In some ways, it's the ultimate in eco-tourism, dropping in on distant lands without ripping holes in the ozone layer. Eco-friendly, maybe, but eye-unfriendly, too. After several hours of clicking, I was aching to get out of the surf and back into reality. So I turned off the computer, left the house, and headed into town. It's steeped in history, you know, and really comes alive at night. The streets are so cool and there's always a friendly smile to welcome the stranger. And if I scroll up, up above the rooftops, I can just make out the stars, dots of static on a blank screen... click, click -- "Are you sure want to exit?" - YES. !
GETTING THERE: As with any journey, it helps if you start out with the right kit. Mine was adequate, if hardly state of the art: a 486 PC, with a mid-range modem, Netscape 1.0 Web browser and an ordinary phone line. At times this felt like launching myself into cyberspace in a Sopwith Camel, or windsurfing on a tin tray with tea towel.

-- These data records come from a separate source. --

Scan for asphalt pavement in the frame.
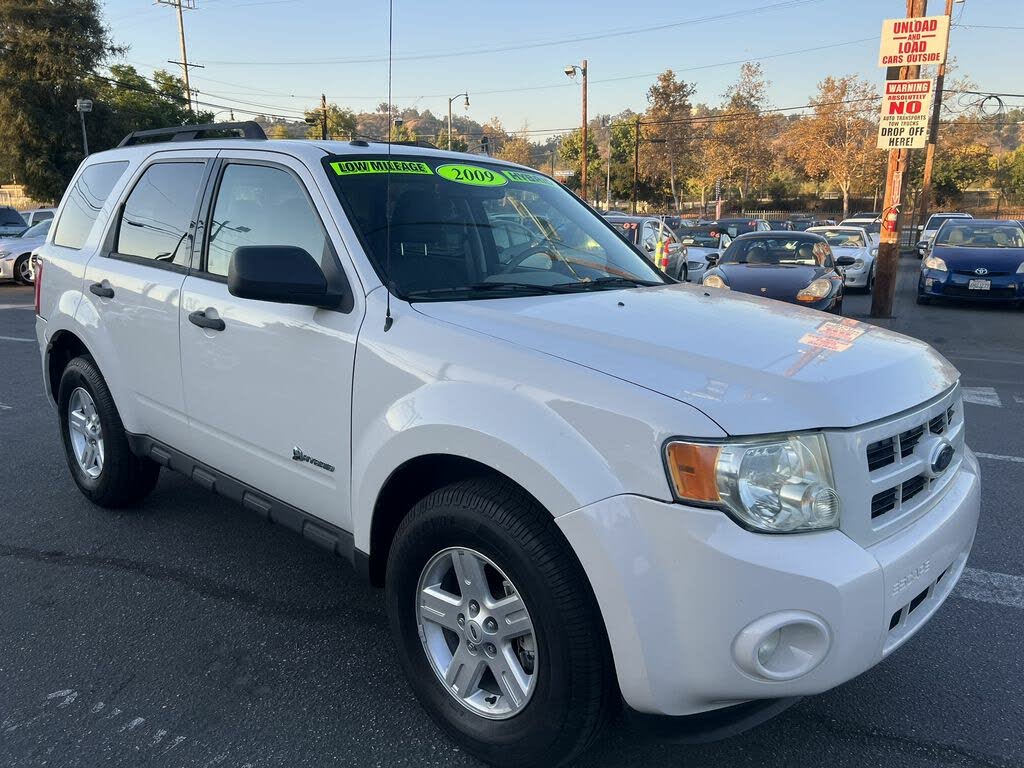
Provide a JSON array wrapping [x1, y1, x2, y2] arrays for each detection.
[[0, 257, 1024, 768]]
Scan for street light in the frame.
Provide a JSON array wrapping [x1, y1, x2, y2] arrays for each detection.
[[75, 98, 92, 157], [449, 93, 469, 152], [563, 58, 587, 200]]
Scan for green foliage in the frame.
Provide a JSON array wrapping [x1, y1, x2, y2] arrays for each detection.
[[0, 0, 117, 200]]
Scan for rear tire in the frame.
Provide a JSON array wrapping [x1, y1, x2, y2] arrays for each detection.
[[14, 253, 33, 286], [57, 357, 160, 508], [386, 478, 617, 768]]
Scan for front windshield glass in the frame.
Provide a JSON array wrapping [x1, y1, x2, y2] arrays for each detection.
[[935, 219, 1024, 248], [814, 229, 864, 248], [22, 219, 53, 238], [680, 224, 729, 248], [324, 154, 666, 301], [840, 219, 882, 234], [719, 238, 831, 266]]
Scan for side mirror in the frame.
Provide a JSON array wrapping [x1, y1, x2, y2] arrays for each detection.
[[227, 246, 345, 308]]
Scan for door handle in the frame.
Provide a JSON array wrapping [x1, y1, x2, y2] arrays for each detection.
[[89, 283, 114, 299], [188, 309, 225, 331]]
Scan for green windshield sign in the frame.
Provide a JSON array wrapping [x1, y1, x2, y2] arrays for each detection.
[[437, 165, 509, 186], [331, 160, 434, 176]]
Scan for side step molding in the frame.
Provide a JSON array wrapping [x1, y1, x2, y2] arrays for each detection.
[[127, 434, 370, 581]]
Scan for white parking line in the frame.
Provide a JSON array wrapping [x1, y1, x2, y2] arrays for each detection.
[[974, 451, 1024, 464], [961, 387, 1002, 408], [954, 568, 1024, 608]]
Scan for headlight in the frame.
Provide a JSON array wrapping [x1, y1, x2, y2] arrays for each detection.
[[797, 276, 835, 301], [665, 434, 840, 534], [703, 274, 729, 289]]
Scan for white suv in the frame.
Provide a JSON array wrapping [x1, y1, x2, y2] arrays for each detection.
[[36, 125, 979, 766]]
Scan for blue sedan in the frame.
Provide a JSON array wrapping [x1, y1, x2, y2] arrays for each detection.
[[918, 219, 1024, 306]]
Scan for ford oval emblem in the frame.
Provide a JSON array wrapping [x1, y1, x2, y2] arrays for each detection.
[[929, 440, 954, 477]]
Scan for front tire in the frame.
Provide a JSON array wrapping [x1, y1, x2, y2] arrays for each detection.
[[57, 357, 160, 508], [386, 479, 616, 768]]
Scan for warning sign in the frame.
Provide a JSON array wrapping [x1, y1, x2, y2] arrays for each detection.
[[878, 80, 932, 150], [879, 16, 949, 67]]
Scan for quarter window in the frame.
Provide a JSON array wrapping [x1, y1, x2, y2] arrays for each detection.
[[206, 164, 330, 275], [115, 163, 205, 266], [53, 162, 128, 249]]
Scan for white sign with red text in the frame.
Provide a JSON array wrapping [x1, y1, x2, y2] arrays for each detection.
[[878, 80, 933, 150], [879, 16, 949, 67]]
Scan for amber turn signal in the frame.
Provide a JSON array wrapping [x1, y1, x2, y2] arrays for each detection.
[[665, 442, 722, 503]]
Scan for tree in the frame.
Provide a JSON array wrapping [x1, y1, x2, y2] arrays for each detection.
[[0, 0, 118, 200], [783, 75, 884, 218], [305, 103, 355, 138], [641, 70, 696, 210], [496, 136, 534, 165]]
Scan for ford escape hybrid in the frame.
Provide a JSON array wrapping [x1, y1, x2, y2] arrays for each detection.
[[36, 124, 979, 766]]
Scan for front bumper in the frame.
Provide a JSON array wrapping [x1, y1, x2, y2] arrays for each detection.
[[557, 452, 980, 716], [918, 269, 1024, 301]]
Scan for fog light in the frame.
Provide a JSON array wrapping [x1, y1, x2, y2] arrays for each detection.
[[732, 610, 831, 682]]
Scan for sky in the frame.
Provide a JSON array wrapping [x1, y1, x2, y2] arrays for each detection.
[[102, 0, 1024, 139]]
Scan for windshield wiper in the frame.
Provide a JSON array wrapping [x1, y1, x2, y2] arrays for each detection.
[[554, 275, 668, 291]]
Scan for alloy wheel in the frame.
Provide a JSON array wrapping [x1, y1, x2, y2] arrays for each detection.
[[68, 387, 104, 479], [416, 547, 538, 720]]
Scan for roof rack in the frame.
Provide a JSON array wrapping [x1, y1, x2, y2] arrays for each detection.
[[118, 120, 266, 146]]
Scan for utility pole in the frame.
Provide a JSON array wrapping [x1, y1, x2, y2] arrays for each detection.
[[918, 0, 953, 231], [871, 0, 928, 317], [631, 115, 640, 216], [157, 0, 203, 114]]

A faster, more powerful computer, with a speedier modem and an ISDN line (the holy grail of the committed Net junkie) will smooth your passage. If you really want to take this thing seriously, try the 'Yahoo' (Internet search software) travel section. This makes an excellent jumping-off point. It is well organised, with links to a vast range of sites. The City.Net site also provides a very useful index.